Dygest vous propose des résumés selectionnés et vulgarisés par la communauté universitaire.
Voici le résumé de l'un d'entre eux.
de Jean-Claude Michéa
Dans cet ouvrage, Jean-Claude Michéa entreprend de faire une genèse du libéralisme. Au-delà de ses différentes variantes, il révèle ce qui constitue son unité : « fonder la moins mauvaise société possible », en évitant les guerres et les fanatismes. Cet objectif pacificateur, qui repose sur les mécanismes rationnels du droit et du marché, exclut toute référence à un ordre idéologique commun. Cette absence morale explique les impasses que rencontre actuellement la civilisation libérale.
Il est aujourd’hui difficile de porter un regard critique sur notre civilisation libérale. Le progrès est devenu en quelques siècles une sorte de religion laïque. Tandis que la croissance économique s’annonce « infinie » grâce aux nouvelles technologies, la démocratie libérale s’identifie volontiers à une « société ouverte », où les droits individuels sont en permanente extension.

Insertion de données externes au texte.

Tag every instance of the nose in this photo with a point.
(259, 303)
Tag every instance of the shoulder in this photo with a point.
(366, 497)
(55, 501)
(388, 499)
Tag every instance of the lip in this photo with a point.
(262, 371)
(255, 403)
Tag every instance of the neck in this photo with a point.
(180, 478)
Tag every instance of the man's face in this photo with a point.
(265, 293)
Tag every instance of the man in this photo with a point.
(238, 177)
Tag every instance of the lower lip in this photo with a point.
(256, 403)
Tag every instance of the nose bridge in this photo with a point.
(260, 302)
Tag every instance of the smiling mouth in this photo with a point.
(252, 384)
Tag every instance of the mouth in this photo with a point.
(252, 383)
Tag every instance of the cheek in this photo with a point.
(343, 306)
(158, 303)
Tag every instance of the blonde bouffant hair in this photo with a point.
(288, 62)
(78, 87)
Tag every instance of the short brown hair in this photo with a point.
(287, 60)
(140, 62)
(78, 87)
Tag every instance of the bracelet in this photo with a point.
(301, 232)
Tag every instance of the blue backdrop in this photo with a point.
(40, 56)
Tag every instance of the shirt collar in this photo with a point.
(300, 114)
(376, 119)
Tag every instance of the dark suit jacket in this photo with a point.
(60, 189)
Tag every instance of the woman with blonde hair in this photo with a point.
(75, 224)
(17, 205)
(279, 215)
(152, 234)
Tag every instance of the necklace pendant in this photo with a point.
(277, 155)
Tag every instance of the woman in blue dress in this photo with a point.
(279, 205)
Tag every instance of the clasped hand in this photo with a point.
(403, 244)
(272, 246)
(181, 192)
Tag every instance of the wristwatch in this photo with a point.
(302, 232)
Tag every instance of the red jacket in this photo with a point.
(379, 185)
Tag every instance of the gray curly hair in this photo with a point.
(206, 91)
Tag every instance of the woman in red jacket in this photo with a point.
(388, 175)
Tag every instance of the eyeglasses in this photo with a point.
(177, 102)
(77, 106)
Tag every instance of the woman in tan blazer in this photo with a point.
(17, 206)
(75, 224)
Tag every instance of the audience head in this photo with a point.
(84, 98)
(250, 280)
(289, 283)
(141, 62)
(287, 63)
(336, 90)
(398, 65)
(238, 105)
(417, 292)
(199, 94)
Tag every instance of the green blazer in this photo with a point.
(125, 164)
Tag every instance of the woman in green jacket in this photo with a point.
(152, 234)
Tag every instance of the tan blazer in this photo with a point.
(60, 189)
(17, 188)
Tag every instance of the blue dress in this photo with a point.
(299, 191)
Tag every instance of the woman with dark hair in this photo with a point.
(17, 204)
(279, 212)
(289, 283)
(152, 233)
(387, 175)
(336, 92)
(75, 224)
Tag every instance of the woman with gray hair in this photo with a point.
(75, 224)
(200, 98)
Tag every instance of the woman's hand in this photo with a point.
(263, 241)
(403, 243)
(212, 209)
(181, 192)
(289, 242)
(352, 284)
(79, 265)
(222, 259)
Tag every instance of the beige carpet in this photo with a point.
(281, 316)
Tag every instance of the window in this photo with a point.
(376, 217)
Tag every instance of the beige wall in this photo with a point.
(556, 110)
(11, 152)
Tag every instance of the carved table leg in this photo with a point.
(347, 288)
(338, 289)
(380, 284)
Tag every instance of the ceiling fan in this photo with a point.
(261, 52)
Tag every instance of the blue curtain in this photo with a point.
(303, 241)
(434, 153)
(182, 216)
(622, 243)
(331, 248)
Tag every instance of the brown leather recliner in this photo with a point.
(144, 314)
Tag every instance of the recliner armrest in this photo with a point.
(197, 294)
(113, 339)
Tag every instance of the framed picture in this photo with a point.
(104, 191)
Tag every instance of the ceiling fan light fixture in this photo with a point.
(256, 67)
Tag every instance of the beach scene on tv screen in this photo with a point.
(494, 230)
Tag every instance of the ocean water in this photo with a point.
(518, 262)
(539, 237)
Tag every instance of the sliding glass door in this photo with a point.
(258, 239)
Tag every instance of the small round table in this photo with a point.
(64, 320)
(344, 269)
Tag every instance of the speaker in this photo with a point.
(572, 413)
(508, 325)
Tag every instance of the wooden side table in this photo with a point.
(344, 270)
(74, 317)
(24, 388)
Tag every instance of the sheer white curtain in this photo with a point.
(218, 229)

Pour paraphraser le chef d’œuvre du romancier américain Aldous Huxley, le libéralisme nous promet ainsi le « meilleur des mondes ».
Jean-Claude Michéa part à l’assaut de ce lieu commun. D’une part, l’expansion de l’égoïsme génère un malaise croissant, témoignant d’une perte de sens et de repère parmi la population. De l’autre, la « libération des mœurs » agite l’horizon menaçant d’« une nouvelle guerre de tous contre tous » : chaque communauté cherche à faire valoir ses droits, nourrissant de nouvelles haines et de nouvelles rivalités.
Cet ouvrage tente ainsi de répondre à l’« impasse dans laquelle ce programme de modernisation [...] projette nécessairement l’Humanité » (p. 89). En portant un diagnostic sur l’évolution du libéralisme, l’auteur éclaire ses oublis historiques et montre combien cette doctrine s’est éloignée de ses objectifs initiaux.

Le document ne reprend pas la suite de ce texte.